Die berühmte Pianistin und Komponistin Clara Schumann im Konflikt zwischen Karriere und Kindern, zwischen Gatte Robert Schumann und jungem Nachwuchs-Talent Johannes Brahms.
Kein trockenes Biopic, sondern Musik, Liebe, Eifersucht und Dramatik liefert Helga Sanders-Brahms Porträt der Clara Schumann, einer schon im 19. Jahrhundert modernen Frau. Die erfolgreiche Komponistin und Pianistin, die auf Konzertbühnen gleichrangig mit Franz Liszt gefeiert wurde, versuchte das, was Frauen im 21. Jahrhundert noch immer nicht gelingt: einen Weg finden zwischen der Aufgabe als Mutter (von sechs Kindern) und Ehefrau, dem Wunsch nach beruflicher Erfüllung und persönlicher Selbstverwirklichung.

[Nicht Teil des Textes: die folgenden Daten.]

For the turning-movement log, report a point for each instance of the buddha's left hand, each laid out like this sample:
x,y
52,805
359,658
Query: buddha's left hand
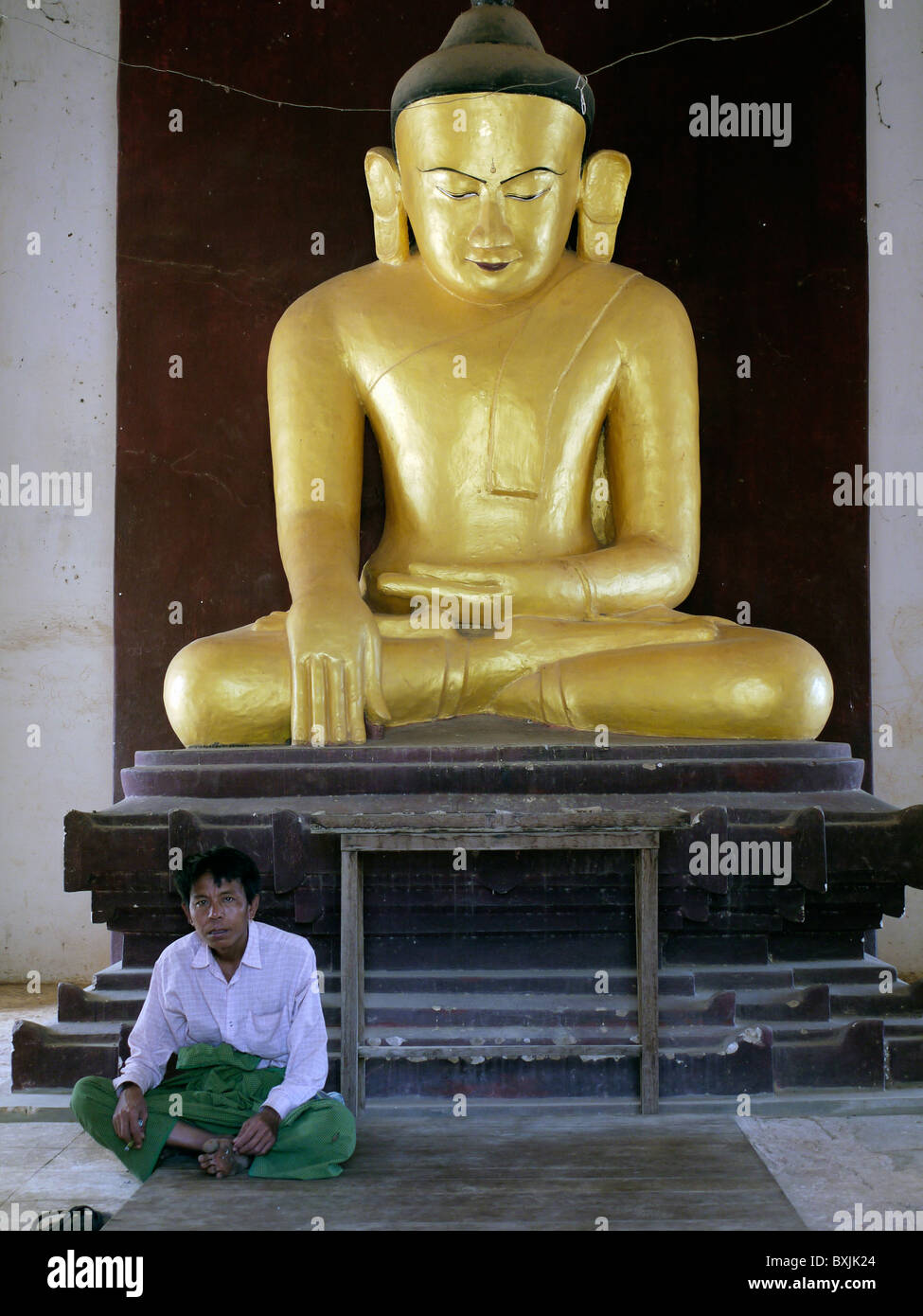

Da der manisch-depressive, berühmte Komponist Robert Schumann als Ernährer größtenteils ausfiel, musste sie die Verantwortung für die Familie übernehmen und obendrein internationale Konzerte souverän bestreiten - während ihr Mann alles daran setzte, sie an Heim und Herd zu fesseln, was ihm auch eine Zeitlang gelang. Die Begegnung mit dem stürmischen Johannes Brahms (jugendlich-sympathisch Malik Zidi) wirft beide aus der Bahn. Schumann stürzt sich als Mentor auf den jungen Mann, dessen Ausnahmetalent ihn begeistert, der in sie verliebte Johannes weckt bei Clara trotz treuer Liebe zu Robert eine brennende und unstillbare Sehnsucht. Die auch nach dem Tod von Robert Schumann im Irrenhaus unerfüllt bleibt. Der Film konzentriert sich auf die Jahre 1850 bis 1956, in denen Schumann als Musikdirektor in Düsseldorf erstmals eine feste Stelle annimmt, was sich aber aufgrund von Reibereien mit dem Orchester als schwierig erweist, so muss Clara einspringen und sich anfänglich mit Vorurteilen gegen Frauen als Dirigentin auseinandersetzen, die sich aber schnell durch ihre zupackende Art und unbestreitbare Kompetenz erledigen. Selbstlos steht sie Schumann als Kodirigentin zur Seite.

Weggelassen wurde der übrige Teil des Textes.